Kinnell's poetry began appearing in poetry magazines and anthologies in 1953. In 1960 his first volume of poetry, What a Kingdom It Was, was published. By 1980 ten books of his poetry had been published. Although most prolific as a poet, Kinnell's other published works include: a novel, Black Light; a children's book, How the Alligator Missed Breakfast; illustrations for a book of poetry by Pati Hill; and translations of such writers as Yvan Goll, Rene Hardy, and Francois Villon.

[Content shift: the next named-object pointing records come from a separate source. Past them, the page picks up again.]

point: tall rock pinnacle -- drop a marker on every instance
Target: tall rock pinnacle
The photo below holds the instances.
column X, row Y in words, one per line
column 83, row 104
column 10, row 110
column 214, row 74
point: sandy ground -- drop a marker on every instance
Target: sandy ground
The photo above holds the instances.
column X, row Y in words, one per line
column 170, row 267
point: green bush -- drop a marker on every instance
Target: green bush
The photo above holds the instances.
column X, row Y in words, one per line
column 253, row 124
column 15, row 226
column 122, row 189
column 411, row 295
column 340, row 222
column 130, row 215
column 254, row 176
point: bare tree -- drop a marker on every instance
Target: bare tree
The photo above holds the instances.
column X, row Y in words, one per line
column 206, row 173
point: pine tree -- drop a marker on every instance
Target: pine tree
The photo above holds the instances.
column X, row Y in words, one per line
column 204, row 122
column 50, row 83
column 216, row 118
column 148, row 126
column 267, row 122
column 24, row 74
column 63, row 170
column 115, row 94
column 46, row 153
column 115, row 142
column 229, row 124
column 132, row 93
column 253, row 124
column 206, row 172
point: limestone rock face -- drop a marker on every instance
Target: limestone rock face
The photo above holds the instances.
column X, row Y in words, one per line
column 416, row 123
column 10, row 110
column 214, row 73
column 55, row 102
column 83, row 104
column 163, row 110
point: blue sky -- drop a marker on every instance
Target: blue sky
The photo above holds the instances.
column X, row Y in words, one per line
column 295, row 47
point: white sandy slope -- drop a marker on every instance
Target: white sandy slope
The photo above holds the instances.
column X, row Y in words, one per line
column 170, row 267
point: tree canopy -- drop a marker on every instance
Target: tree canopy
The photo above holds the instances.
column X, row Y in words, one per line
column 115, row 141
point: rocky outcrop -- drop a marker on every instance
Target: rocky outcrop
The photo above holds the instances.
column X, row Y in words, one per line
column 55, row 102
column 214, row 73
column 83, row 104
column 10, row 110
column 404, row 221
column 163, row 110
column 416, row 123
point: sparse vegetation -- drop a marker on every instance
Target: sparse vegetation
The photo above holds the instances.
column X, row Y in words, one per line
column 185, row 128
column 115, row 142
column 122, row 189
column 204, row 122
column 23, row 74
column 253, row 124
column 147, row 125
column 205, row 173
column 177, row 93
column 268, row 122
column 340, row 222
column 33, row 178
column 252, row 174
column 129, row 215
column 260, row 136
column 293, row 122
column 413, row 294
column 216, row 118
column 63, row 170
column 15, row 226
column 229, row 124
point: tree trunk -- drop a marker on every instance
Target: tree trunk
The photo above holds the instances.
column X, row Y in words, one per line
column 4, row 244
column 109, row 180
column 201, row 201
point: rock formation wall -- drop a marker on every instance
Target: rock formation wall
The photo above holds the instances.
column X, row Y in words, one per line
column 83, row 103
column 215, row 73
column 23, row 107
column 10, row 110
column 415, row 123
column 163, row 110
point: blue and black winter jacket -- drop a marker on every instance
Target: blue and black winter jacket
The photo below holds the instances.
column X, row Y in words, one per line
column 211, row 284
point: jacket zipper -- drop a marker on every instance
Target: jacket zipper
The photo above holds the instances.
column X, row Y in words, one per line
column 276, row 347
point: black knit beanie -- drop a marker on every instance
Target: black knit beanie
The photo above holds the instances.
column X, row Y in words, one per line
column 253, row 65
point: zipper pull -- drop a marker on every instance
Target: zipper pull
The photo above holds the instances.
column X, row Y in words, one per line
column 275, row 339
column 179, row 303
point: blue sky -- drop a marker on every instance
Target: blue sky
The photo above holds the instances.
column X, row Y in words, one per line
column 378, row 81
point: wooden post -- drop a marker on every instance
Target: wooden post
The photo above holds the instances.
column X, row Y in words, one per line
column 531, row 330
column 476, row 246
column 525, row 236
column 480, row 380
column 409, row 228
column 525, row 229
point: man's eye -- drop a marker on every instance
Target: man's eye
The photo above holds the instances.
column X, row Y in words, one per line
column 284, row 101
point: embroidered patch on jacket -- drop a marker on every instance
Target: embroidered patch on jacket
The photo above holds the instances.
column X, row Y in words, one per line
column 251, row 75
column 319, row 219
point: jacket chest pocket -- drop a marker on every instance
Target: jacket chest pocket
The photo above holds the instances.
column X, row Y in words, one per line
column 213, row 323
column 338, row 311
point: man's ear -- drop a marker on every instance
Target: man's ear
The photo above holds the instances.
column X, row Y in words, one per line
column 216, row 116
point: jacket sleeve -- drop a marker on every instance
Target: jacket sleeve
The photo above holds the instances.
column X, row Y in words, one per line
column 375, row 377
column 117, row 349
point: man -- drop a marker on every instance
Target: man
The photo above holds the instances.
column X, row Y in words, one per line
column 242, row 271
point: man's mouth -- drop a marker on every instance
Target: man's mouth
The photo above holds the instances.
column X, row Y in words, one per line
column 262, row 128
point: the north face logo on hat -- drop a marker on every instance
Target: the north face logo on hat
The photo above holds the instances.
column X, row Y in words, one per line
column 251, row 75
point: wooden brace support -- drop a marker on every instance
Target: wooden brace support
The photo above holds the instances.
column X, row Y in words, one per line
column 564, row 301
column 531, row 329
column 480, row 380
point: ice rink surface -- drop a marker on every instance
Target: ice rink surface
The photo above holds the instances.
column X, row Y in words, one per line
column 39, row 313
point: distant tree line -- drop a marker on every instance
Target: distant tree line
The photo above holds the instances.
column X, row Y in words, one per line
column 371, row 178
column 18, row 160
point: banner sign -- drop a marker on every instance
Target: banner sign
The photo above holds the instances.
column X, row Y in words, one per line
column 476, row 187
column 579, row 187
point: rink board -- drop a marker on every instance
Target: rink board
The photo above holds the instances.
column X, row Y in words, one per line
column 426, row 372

The quality of his work over the years has brought to Kinnell many awards and prizes, such as the Ingram Merrill Foundation award, an Amy Lowell traveling fellowship, the London Translation Prize, and the Shelley Prize from the Poetry Society of America. Not least among these is the 1983 Pulitzer Prize for Poetry for his work Selected Poems. Among his papers are many drafts of the poems found in this volume. In general, the correspondence concerns Kinnell's teaching and poetry readings. Through the exchange of writings, advice and criticism was sought among peers, and this relationship with his colleagues is also reflected in the letters. Correspondents include: Ai, Charles Greenleaf Bell, Stephen Berg, Nell Walden Blaine, Robert Bly, Yves Bonnefoy, Daniel Joseph Boorstin, Henry Braun, David G. Brooks, Gwendolyn Brooks, Paul Carroll, Hayden Carruth, Jane Cooper, Nicholas Crome, Anne (Buchanan) Crosby, Jacques de Spelberch, Babette Deutsch, William DeVoti, James Dickey, Stephen Dunning, Richard Eberhart, William Oliver Everson, Charles Munro Fishman, Kimon Friar, Robert Frost, Jonathan Galassi, Isabella Stewart Gardner, Allen Ginsberg, Robert Haskell Glauber, Claire Goll, Yvonne Hagen, Donald Hall, Oakley Maxwell Hall, Pauline Hanson, Pati Hill, Bert Gerald Hornback, Ted Hughes, Rolfe Humphries, David Ignatow, Erica Jong, Carolyn Kizer, Etheridge Knight, Elizabeth Kray, Stanley Jasspon Kunitz, David Kuhn, James Laughlin, Denise Levertov, Philip Levine, John Logan, William Stanley Merwin, Robert Mezey, Frederick Morgan, Howard Moss, Howard Nemerov, Joyce Carol Oates, Geraldine Page, Allen Planz, Arabel J. Porter, Alfred A. Poulin, Henry Rago, David Ray, Adrienne Cecile Rich, Macha Louis Rosenthal, Ned Rorem, Buffy Sainte Marie, Jacqueline Sunier-Ollier, Karl Jay Shapiro, William De Witt Snodgrass, Lester Alan Standiford, George Starbuck, Marion Kingston Stocking, Mark Strand, Travis L. Summersgill, John Tagliabue, Virginia Wade, David Wagoner, Chad Walsh, Galen Williams, Jonathan Chamberlain Williams, William Carlos Williams, James Arlington Wright, and Paul Zweig.
The collection includes countless drafts and worksheets of his writings as well as page proofs, galleys, book production material and printed reviews of his published works. There is also a large section of writings by other poets and authors.
Present also are writings from Kinnell's childhood years, as well as class notes, papers, and lecture material covering his academic career.
The collection concludes with a miscellaneous section which contains, among other items, material concerning his activities with both the civil rights movement and anti-war protests of the 1960's and early 70's.